WMRI launches ‘my heart, your heart’

MABALACAT CITY -- The World Medical Relief, Inc. (WMRI) recently launched “My Heart, Your Heart” in Southfield, Michigan here as part of the group’s outreach program.

According to WMRI volunteer Noel Tulabut, “My Heart, Your Heart” is a joint initiative by medical experts, health institutions and patrons of charity that could help save thousands of heart patients all over the globe.

He said that “My Heart, Your Heart” is a medical program that calls for the recycling of pacemakers and eventual distribution of heart pacemakers to developing countries, including the Philippines.

It was formally launched during the 64th Anniversary and Gala Dinner of WMRI attended by leading cardiovascular experts here, WMRI Ambassadors of Health from various countries, benefactors, sponsors, officials and volunteers of the charitable organization, said Tulabut.

He noted that Dr. Kim Eagle, prime mover of the program and director of Cardio Vascular Center of University of Michigan, in his keynote address said that WMRI has been chosen to serve as pacemaker center.

“Were working with WMRI to create what we believe to be the first pacemaker recycling center in the entire world,” Eagle said. Eagle is considered as a “master cardiologist” by his peers in the US.

He described WMRI as “outstanding global charity organization.”

Eagle said that more than a million heart patients all over the world die each year for lack of pacemakers. The National Cardiovascular Data Registry estimates that from 2010 to 2012, some 63,500 devices were explanted or removed annually in the US alone. He said that the My Heart Your Heart program received 25,000 pieces of pacemakers to date.

For his part, WMRI President and CEO George Samson said that this program would enable the organization to achieve the mission of “helping God’s sick poor” as envisioned by its founder Irene Auberlin in 1953.

“Imagine what we can do to help needy people who don’t have money to get these devices. Brand new pacemakers cost anywhere from 10,000 to 25,000 dollars,” he said.

“We are glad to be a part of this program where sick people who don’t have access to these life-saving units could be helped,” Samson said.

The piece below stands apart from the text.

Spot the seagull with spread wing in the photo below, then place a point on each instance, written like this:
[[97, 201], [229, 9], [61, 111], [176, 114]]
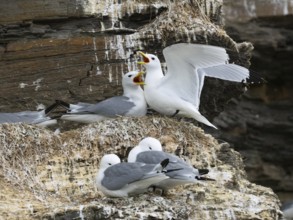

Eagle has assured that pacemaker recycling is safe and that the US Food and Drug Administration has approved to compare new and used pacemakers.

“It works and it is safe. We developed a system to test devices. Make sure it would react to the conditions the human body may go through,” he said.

He added that they have published papers how to properly remove, analyze sterilized, repackaged pacemakers.

Studies and research for the pacemaker recycling under the My Heart Your Heart program has started seven years ago.